Wanted to maybe, you know, to the extent that you feel comfortable sort of, you know, from the Ensign perspective and maybe some of the what has been discussed in that report, you know, provide an overview of how you approach your operations and billing practices. I would say that probably one of the allegations in there that's more relevant to sort of current operations was around how that particular operator may utilize respiratory services across their buildings and how they bill for that for Medicare, and curious to the extent that you could share with us maybe that as an example of how you approach, you know, Medicare billings for those services, and then just anything else that you think would be relevant for, you know, investors to understand about how Ensign operates relative to what was included in that report.

Barry Port
CEO, The Ensign Group

Yeah. Well, first, we're not going to make any public comment on PACS and what they do and how they do things. We don't know them or their organization well enough to comment on how they operate. And certainly in that report, there's a lot of stuff to it. And, you know, what we'll comment on, though, is kind of what we do and how we do it to the extent that there's questions. I mean, you're asking about respiratory Part B services. And, you know, I don't know how deep we want to get into that, but I can tell you that, you know, we haven't billed a single dollar of Part B respiratory services in any one of our operations. It might be beneficial to have some context around what that is.

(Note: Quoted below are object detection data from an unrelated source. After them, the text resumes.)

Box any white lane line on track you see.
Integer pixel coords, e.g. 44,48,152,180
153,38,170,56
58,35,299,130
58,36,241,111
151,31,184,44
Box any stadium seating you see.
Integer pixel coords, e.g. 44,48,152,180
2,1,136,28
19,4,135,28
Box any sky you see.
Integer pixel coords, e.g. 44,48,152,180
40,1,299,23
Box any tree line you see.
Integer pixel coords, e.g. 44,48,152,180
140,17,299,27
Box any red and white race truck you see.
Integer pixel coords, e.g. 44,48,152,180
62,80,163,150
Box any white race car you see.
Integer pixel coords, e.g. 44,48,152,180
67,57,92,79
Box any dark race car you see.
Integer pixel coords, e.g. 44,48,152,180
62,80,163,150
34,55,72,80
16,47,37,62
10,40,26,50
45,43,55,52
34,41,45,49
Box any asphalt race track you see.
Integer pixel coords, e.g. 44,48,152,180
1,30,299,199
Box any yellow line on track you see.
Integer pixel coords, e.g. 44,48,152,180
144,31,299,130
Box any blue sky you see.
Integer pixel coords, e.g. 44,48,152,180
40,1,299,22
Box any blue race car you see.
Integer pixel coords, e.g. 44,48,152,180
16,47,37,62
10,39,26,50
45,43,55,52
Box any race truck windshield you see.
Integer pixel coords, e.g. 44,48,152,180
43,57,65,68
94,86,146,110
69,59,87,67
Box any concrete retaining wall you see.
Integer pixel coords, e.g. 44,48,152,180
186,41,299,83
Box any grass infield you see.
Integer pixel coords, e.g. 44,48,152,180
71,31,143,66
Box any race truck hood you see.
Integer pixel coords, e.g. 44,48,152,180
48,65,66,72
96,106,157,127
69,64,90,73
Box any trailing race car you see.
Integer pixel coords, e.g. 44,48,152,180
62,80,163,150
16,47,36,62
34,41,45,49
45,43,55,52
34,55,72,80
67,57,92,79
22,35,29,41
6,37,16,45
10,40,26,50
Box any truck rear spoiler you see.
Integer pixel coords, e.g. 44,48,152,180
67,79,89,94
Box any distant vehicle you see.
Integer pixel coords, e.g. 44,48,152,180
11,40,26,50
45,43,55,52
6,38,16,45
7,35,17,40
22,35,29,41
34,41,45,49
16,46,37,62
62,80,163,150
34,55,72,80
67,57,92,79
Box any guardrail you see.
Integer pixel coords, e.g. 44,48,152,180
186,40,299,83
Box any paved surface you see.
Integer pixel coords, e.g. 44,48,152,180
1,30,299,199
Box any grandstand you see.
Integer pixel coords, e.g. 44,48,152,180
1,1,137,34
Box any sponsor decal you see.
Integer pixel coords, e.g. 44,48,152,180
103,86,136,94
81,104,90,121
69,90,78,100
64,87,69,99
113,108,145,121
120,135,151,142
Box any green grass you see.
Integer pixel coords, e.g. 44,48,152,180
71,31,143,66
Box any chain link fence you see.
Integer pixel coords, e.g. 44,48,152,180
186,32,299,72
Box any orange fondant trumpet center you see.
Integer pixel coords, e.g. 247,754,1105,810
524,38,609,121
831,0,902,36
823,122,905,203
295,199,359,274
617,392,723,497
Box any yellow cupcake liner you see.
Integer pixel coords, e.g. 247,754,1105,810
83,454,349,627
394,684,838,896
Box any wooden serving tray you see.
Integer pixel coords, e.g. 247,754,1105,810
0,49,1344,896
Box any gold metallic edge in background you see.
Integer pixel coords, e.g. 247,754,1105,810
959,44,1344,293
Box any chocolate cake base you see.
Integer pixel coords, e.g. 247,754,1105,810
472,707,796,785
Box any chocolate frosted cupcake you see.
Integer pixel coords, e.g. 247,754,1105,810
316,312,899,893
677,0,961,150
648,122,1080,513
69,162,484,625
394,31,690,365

There are, you know, services you can bill for for long-term care patients that are there on a Medicaid stay through Medicare Part B. And I don't know, maybe Spencer, you want to give some context on what that program looks like and why it exists?

Spencer Burton
COO, The Ensign Group

Sure. So I think many of you are familiar with, you know, in the long-term care post-acute space, you've got your short-term residents that are coming post-hospital stay. They're there generally for a short period of time, either under a Medicare Advantage plan or Medicare Fee-For-Service. And those are paid at an enhanced rate. And then if they do need to stay, you know, this becomes their living environment. Medicare is not a custodial, as they call it, payer. It becomes private pay or Medicaid or a long-term care insurance. And Medicaid is the vast majority of the long-term care patients' payer source.

But that said, while they're there, if there are skilled needs for certain services, say physical therapy, I mean, it's for years and years and years, if someone, let's say, starts suffering from decreased mobility, instead of saying, "Oh, well, let's just let them continue to decline until they fall and go to the hospital, have a surgery, and then come back under Medicare, then they can get their skilled services," we can provide and should provide, actually have the ethical mandate, I believe, to provide services that keep them at their highest functioning level. There was a Supreme Court case that many of you know back in the 2010s called Jimmo v. Sebelius that kind of defined that further, what those, you know, services could be. And they're paid for generally by Medicare Part B or a Medicare B replacement plan under a managed care organization.

So, you know, we've participated, and I think most skilled nursing operators, there's an element of this Part B billing that happens for these services that come up because of a clinical need. Respiratory is not something that, to my knowledge, has been billed under Part B historically. It's not something we've certainly ever done. And, you know, being in the industry, we haven't heard of that until very recently. We have researched extensively internally because we want to know if it's a service that can help patients, first of all, if it's medically necessary. We want to provide it and bill for it if possible. We haven't got to a point where, like Barry said, we've been able to do that yet. So we haven't billed for it.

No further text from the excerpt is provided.